Title: Solving combinatorial optimization using oscillator-based dynamical systems
Abstract: Modern information processing relies largely on digital computers. However, a large class of combinatorial optimization problems, with extensive practical applications, are still considered intractable to solve on a traditional digital platform. Solving such problems typically entails exponentially increasing computing resources (time, memory etc.) as the problem sizes increase, and practical problems become unmanageable without the use of enormous, energy-guzzling computing resources. Consequently, overcoming this limitation has motivated the quest to find efficient beyond-digital computing fabrics. In this talk, I will describe one such potentially promising paradigm based on analog dynamical systems of electronic oscillators.
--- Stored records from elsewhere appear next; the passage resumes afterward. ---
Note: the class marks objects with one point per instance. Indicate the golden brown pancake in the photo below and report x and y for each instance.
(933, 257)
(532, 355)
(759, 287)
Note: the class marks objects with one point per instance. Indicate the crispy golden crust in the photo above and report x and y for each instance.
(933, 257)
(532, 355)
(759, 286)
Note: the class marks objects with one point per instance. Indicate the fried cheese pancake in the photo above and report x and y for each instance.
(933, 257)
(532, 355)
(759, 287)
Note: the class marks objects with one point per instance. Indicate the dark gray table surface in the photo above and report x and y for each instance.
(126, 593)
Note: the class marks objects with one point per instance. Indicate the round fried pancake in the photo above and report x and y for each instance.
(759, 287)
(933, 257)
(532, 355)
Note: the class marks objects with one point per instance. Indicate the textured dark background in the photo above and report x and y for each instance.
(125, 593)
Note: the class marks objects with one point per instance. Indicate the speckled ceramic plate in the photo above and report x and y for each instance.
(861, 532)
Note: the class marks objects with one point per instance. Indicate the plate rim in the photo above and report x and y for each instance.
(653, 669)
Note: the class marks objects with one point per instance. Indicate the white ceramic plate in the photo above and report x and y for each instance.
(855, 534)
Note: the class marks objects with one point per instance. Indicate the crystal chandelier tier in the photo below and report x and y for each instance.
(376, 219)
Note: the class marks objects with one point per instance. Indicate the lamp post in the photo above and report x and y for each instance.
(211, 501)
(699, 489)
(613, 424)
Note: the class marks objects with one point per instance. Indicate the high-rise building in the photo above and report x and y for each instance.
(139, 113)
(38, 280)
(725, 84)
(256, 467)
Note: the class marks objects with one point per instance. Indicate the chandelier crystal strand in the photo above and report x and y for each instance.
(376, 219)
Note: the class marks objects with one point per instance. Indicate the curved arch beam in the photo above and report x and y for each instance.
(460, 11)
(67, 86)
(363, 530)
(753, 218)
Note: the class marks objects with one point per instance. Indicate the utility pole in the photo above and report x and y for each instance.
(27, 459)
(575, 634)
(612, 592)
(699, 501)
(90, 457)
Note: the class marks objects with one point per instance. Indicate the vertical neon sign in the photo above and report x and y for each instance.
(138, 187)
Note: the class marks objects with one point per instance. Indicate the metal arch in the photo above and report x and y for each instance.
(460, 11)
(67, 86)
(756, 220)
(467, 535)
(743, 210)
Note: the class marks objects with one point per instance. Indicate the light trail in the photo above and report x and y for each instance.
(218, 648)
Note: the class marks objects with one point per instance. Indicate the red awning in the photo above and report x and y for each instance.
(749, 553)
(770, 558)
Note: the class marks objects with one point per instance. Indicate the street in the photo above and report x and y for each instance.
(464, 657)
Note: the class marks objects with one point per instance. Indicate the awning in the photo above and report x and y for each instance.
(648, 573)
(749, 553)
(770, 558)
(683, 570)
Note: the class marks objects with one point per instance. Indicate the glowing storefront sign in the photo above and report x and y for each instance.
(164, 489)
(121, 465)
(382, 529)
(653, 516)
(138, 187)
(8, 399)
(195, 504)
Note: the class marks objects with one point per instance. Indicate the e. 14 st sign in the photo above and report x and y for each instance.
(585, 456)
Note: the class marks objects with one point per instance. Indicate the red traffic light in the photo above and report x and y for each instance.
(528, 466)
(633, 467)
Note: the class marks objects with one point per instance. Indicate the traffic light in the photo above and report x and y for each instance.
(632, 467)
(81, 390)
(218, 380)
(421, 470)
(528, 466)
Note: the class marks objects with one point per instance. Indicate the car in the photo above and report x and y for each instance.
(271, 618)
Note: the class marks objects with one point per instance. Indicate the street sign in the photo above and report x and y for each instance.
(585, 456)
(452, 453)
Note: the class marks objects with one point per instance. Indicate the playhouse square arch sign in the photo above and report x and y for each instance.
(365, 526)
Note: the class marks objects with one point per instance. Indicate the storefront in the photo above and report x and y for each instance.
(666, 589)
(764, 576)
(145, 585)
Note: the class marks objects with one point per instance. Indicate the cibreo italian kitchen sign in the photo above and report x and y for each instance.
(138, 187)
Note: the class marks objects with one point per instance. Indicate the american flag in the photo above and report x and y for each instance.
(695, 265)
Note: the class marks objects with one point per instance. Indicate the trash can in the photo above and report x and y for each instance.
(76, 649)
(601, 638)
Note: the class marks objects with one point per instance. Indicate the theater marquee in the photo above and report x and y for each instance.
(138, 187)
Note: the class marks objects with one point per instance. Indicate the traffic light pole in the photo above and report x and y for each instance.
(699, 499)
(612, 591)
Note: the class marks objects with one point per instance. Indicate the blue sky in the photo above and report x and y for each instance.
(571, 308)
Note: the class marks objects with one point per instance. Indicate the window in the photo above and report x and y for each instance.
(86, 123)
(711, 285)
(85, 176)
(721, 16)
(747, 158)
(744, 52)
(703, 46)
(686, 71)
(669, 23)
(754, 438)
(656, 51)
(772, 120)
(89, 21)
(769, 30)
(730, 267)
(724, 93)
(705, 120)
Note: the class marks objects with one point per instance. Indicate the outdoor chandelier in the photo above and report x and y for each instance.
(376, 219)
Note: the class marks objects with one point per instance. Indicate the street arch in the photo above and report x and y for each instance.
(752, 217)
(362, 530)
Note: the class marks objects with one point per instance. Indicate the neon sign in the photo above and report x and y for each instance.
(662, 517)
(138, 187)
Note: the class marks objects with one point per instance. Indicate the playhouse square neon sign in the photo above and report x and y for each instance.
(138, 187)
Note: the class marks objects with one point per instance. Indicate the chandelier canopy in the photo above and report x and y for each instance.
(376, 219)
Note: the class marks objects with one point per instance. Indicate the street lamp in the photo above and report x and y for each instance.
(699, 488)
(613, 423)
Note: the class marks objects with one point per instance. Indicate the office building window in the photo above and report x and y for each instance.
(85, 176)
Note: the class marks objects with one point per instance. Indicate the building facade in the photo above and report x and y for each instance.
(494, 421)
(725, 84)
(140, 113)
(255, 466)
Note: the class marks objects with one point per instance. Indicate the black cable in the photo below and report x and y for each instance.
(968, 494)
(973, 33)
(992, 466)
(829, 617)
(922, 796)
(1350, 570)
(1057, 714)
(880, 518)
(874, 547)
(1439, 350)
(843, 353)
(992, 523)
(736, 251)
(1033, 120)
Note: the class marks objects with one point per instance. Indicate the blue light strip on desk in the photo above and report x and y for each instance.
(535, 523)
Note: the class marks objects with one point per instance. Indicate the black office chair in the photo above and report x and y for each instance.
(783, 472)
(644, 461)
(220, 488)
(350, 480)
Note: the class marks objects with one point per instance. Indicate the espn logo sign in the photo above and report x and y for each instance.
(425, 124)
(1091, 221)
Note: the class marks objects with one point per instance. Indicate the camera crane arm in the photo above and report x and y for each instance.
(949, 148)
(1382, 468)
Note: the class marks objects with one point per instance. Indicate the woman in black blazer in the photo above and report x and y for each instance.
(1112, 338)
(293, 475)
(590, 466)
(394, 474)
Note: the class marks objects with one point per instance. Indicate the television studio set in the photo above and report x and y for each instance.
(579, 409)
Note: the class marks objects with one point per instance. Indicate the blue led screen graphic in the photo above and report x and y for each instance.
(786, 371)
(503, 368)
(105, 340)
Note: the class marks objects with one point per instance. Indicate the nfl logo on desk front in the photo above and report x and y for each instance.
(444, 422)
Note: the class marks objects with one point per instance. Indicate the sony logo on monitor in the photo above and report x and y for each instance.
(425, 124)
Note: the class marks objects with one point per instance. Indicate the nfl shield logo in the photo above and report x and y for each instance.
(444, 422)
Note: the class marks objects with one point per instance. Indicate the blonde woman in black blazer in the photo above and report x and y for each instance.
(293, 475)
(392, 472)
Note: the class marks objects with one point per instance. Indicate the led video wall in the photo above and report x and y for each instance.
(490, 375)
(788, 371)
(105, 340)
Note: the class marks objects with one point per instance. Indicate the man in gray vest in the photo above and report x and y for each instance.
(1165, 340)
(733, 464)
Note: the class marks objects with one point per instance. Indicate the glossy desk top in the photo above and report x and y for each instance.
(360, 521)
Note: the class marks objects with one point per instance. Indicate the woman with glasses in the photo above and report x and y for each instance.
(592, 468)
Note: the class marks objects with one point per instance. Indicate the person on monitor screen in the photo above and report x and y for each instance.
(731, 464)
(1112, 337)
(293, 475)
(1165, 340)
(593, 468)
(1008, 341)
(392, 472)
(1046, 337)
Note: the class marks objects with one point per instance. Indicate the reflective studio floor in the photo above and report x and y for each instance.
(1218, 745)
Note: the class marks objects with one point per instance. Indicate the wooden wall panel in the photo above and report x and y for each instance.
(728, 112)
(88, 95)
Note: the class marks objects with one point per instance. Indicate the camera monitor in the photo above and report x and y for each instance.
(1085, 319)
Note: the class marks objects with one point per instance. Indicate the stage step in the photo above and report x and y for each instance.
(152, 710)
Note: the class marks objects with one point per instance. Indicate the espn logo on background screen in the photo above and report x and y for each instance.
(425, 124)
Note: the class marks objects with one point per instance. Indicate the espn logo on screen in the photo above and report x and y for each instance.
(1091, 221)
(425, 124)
Speaker Bio: Nikhil Shukla is currently an assistant
professor at the University of Virginia with a joint appointment in the department of Electrical & Computer Engineering, and the department of Materials Science and Engineering. He received his PhD from the University of Notre Dame in 2017. Nikhil’s research
interests lie in co-designing new devices, circuits, and computational models to make computing more efficient. He has authored/co-authored over 50 journal and conference papers and has received the best paper award from IEEE TMSCS in 2017. He has also served
on the technical program committee for Design Automation Conference (DAC) in 2020 and 2021.